Recognition of Emotions through Facial Geometry with Normalized Landmarks

  • Alessandra Alaniz Macedo USP
  • Leandro Persona USP
  • Fernando Meloni USP

Resumo


Emotion recognition holds pivotal significance in human social interactions, as it entails the discernment of facial patterns intricately linked to diverse emotional states. The scientific, artistic, medical, and marketing domains have all demonstrated substantial interest in comprehending emotions, resulting in the emergence and refinement of techniques and computational methodologies to facilitate automated emotion recognition. In this study, we introduce a novel method named REGL (Recognizing Emotions through Facial Expression and Landmark normalization) aimed at recognizing facial expressions and human emotions depicted in images. REGL comprises a sequential set of steps designed to minimize sample variability, thereby facilitating a finer calibration of the informative aspects that delineate facial patterns.

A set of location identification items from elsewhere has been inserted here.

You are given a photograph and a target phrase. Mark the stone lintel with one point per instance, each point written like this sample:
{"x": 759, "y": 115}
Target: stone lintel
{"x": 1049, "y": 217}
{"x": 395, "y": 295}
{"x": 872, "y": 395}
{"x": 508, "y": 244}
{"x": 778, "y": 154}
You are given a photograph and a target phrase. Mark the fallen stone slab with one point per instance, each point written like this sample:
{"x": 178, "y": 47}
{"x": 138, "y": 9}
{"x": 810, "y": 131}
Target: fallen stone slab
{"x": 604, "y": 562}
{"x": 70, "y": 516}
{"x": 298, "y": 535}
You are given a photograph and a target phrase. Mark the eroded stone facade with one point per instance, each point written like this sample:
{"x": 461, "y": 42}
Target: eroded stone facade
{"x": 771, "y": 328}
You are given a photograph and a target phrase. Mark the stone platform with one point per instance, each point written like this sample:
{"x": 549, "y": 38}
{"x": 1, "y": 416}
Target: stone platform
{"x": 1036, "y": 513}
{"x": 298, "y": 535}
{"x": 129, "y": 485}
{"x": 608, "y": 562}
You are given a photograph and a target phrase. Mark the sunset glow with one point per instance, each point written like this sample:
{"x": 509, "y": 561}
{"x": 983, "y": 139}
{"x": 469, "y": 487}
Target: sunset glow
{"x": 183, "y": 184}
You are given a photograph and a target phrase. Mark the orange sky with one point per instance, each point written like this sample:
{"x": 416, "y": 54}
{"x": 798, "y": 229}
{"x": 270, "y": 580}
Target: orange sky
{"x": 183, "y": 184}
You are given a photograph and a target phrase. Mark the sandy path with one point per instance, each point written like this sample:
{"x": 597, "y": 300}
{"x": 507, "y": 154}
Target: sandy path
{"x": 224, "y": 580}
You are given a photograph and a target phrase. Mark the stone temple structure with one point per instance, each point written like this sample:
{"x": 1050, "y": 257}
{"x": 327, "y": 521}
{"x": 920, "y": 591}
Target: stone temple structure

REGL carries out the normalization of facial fiducial points, called landmarks. Through the use of landmark positions, the reliability of the emotion recognition process is significantly improved. REGL also exploits classifiers explicitly tailored for the accurate identification of facial emotions. As related works, the outcomes of our experimentation yielded an average accuracy over 90% by employing Machine Learning algorithms. Differently, we have experimented REGL with varied architectures and datasets including racial factors. We surpass related works considering the following contributions: the REGL method represents an enhanced approach in terms of hit rate and response time, and REGL generates resilient outcomes by demonstrating reduced reliance on both the training set and classifier architecture. Moreover, REGL demonstrated excellent performance in terms of response time enabling low-cost and real-time processing, particularly suitable for devices with limited processing capabilities, such as cellphones. We intend to foster the advancement of robust assistive technologies, facilitate enhancements in computational synthesis techniques, and computational resources.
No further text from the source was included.